Chcesz zdobyć pracę w UE? Aby zwiększyć swoje szansę, musisz wykazać się „europejskim” doświadczeniem. Podpowiadamy, jak je zdobyć i co najbardziej cenią europejscy pracodawcy.

Pracuję w szpitalu psychiatrycznym w Cardiff w Wielkiej Brytanii. Doświadczenie zawodowe, jakie tu zdobywam, jest dla mnie szczególnie cenne, ponieważ jestem psychologiem – mówi Katarzyna Struś, uczestniczka „Wolontariatu Europejskiego” – EVS oraz studentka studiów doktoranckich Polskiej Akademii Nauk. – Poza pracą w szpitalu zajmuję się badaniami do doktoratu – dodaje. Kasia nie wyklucza, że po obronie doktoratu będzie szukać pracy w krajach „piętnastki”

Dziś, by myśleć o pracy w UE, trzeba nie tylko znać minimum jeden język obcy i mieć dyplom dobrej uczelni, ale trzeba też wykazać się specyficznym doświadczeniem. Zdaniem Kingi Aleksandrowskiej, trenera Polskiej Rady Ruchu Europejskiego, przepustką na unijny rynek pracy jest też działalność w organizacjach europejskich.

Mateusz Dyrek, student II roku Szkoły Głównej Handlowej jest prezydentem warszawskiego oddziału AEGEE. – Warsztaty, konferencje organizowane w Europie oraz spotkania z koordynatorami AEGEE, którzy pracują w dużych firmach międzynarodowych, pozwalają zdobyć umiejętność współpracy z ludźmi z różnych krajów oraz skorzystać z ich doświadczeń – mówi Mateusz.

Dla pracodawcy ważne jest, czy nowo przyjęty pracownik ma zalążek kompetencji zawodowych, społecznych, które później będzie mógł rozwijać – mówi Andrzej Wiszenko, Dyrektor Programowy Greń Comunication, firmy szkoleniowo-doradczej.
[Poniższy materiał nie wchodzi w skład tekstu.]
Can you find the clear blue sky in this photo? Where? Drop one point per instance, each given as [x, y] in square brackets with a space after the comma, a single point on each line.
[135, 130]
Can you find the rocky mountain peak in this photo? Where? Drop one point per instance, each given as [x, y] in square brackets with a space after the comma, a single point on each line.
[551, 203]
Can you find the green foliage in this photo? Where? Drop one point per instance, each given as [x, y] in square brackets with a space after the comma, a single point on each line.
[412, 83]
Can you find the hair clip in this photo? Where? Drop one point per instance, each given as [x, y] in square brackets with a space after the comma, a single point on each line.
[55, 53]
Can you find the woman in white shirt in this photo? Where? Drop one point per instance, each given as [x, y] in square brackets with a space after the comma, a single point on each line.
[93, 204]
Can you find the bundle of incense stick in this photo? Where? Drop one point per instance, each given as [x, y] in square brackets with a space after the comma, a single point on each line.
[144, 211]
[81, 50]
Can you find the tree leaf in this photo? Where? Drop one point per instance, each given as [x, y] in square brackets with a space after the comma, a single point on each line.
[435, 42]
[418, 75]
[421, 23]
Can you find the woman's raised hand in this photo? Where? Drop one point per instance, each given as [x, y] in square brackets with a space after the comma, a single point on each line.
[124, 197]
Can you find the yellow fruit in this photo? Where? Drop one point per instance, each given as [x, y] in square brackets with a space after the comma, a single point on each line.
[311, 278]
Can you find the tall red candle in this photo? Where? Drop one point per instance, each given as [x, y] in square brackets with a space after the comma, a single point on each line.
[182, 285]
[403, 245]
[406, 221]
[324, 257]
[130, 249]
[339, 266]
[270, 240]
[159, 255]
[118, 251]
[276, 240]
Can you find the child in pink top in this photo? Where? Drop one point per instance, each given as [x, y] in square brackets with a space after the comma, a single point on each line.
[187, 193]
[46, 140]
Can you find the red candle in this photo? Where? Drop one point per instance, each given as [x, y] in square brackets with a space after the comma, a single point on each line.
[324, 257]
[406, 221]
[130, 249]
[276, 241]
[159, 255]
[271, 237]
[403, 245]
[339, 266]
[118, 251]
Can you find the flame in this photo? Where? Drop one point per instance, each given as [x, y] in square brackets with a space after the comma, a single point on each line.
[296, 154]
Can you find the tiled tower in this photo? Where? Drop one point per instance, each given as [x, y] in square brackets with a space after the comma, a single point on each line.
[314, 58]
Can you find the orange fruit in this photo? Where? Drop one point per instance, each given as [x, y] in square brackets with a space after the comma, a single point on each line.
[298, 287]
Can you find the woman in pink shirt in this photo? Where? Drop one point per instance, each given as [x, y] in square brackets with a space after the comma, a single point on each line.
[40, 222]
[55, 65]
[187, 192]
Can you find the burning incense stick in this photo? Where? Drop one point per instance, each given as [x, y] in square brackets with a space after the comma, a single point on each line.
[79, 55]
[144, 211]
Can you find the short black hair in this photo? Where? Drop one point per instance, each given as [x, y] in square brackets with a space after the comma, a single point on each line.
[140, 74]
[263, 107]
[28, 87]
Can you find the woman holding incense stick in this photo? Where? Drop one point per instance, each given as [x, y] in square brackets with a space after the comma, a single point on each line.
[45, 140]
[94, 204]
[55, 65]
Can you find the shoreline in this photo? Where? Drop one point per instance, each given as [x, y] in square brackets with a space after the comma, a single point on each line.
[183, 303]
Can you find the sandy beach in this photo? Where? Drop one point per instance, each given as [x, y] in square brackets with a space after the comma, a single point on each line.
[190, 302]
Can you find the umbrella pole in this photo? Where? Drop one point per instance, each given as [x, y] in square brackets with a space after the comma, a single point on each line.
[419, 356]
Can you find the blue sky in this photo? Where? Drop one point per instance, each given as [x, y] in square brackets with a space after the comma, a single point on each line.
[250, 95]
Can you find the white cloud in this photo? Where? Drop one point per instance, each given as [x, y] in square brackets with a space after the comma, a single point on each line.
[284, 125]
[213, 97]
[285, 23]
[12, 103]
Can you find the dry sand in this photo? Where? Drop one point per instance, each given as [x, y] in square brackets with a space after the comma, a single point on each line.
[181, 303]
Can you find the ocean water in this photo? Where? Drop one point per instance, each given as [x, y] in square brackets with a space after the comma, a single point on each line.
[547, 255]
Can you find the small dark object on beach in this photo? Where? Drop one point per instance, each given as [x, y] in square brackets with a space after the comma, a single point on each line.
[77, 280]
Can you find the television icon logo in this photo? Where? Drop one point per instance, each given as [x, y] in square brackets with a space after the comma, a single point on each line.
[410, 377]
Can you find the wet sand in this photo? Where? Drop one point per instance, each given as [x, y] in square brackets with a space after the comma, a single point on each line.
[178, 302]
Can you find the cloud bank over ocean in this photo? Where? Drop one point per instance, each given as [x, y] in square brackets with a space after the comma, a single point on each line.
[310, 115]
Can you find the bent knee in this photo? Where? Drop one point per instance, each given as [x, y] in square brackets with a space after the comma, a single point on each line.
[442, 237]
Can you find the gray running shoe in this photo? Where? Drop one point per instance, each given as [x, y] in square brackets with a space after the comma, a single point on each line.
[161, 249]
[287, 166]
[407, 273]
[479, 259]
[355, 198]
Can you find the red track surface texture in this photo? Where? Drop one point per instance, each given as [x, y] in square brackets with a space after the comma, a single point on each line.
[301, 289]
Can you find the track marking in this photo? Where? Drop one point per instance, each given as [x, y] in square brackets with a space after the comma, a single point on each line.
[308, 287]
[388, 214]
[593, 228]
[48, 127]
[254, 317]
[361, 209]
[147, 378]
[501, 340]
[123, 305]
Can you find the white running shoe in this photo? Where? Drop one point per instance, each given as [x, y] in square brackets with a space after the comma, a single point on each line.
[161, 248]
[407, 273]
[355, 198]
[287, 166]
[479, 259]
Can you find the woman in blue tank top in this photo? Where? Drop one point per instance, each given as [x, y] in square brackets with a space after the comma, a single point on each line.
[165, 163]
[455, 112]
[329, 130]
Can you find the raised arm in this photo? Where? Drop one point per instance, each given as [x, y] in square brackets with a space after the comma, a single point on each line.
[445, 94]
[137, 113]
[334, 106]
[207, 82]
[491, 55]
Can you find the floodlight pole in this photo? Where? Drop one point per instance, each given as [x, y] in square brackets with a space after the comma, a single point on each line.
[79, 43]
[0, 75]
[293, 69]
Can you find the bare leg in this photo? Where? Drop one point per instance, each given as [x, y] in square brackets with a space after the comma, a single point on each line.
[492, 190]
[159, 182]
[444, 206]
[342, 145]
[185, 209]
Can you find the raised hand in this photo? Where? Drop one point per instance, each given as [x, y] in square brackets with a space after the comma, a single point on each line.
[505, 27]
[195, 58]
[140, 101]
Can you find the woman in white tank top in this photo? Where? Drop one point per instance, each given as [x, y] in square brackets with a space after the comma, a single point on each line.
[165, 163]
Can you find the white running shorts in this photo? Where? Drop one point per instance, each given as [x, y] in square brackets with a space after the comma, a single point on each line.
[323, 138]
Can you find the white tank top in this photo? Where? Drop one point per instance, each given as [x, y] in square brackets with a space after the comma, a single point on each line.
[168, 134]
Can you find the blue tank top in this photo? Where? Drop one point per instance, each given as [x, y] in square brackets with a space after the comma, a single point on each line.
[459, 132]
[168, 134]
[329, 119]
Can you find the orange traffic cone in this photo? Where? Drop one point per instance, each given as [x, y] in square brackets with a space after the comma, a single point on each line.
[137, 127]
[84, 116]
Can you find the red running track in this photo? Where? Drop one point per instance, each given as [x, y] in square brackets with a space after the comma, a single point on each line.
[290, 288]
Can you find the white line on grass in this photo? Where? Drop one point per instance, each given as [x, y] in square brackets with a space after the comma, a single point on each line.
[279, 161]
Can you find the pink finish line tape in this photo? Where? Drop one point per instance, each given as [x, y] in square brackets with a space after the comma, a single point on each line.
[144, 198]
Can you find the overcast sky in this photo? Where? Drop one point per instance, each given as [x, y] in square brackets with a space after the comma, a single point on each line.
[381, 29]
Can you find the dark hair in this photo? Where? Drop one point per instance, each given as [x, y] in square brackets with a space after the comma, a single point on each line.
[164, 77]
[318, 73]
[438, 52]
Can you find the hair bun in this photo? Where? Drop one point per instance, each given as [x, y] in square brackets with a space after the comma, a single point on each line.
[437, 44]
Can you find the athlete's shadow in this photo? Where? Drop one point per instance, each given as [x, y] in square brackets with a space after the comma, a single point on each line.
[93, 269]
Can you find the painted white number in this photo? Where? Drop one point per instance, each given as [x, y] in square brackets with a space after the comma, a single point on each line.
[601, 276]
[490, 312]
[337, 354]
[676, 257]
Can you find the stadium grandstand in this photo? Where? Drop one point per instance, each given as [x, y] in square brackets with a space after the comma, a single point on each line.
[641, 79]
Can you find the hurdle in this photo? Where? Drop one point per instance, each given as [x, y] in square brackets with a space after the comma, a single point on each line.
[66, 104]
Ostatnio wśród absolwentów wyższych uczelni popularne jest zdobywanie międzynarodowych certyfikatów zawodowych, które poświadczają odpowiedni poziom wiedzy, umiejętności praktycznych oraz znajomości języka angielskiego z danej specjalności. Są one honorowane na całym świecie. Można je uzyskać w takich dziedzinach, jak finanse i rachunkowość (Association of Chartered Certified Accountants), rachunkowość według Międzynarodowych Standardów Rachunkowości (przyznawany przez Londyńską Izbę Przemysłu i Handlu – LCCI), zarządzanie inwestycjami – ACCA (Chartered Financial Analyst), audyt wewnętrzny – CIA (Certified Internal Auditor), marketing – CIM (przyznawany przez The Chartered Institute of Marketing), a ostatnio -gastronomia i hotelarstwo (przyznawany przez londyński City&Guilds). Barierą uzyskania niektórych z tych certyfikatów jest wysoka cena kursów i egzaminów.

Kasia Bonder, absolwentka wydziału nauk ekonomicznych Uniwersytetu Warszawskiego uzyskała międzynarodowy dyplom z marketingu CIM. – Chciałam uporządkować swoją wiedzę i uzupełnić ją. Na kursie przygotowawczym do egzaminów CIM organizowanym przez Instytut Rozwoju Biznesu nauczyłam się praktycznego podejścia do marketingu. Certyfikat CIM poświadcza moje kwalifikacje zarówno w Polsce, jak i w krajach „piętnastki”, w których jest bardzo dobrze rozpoznawalny – mówi Kasia.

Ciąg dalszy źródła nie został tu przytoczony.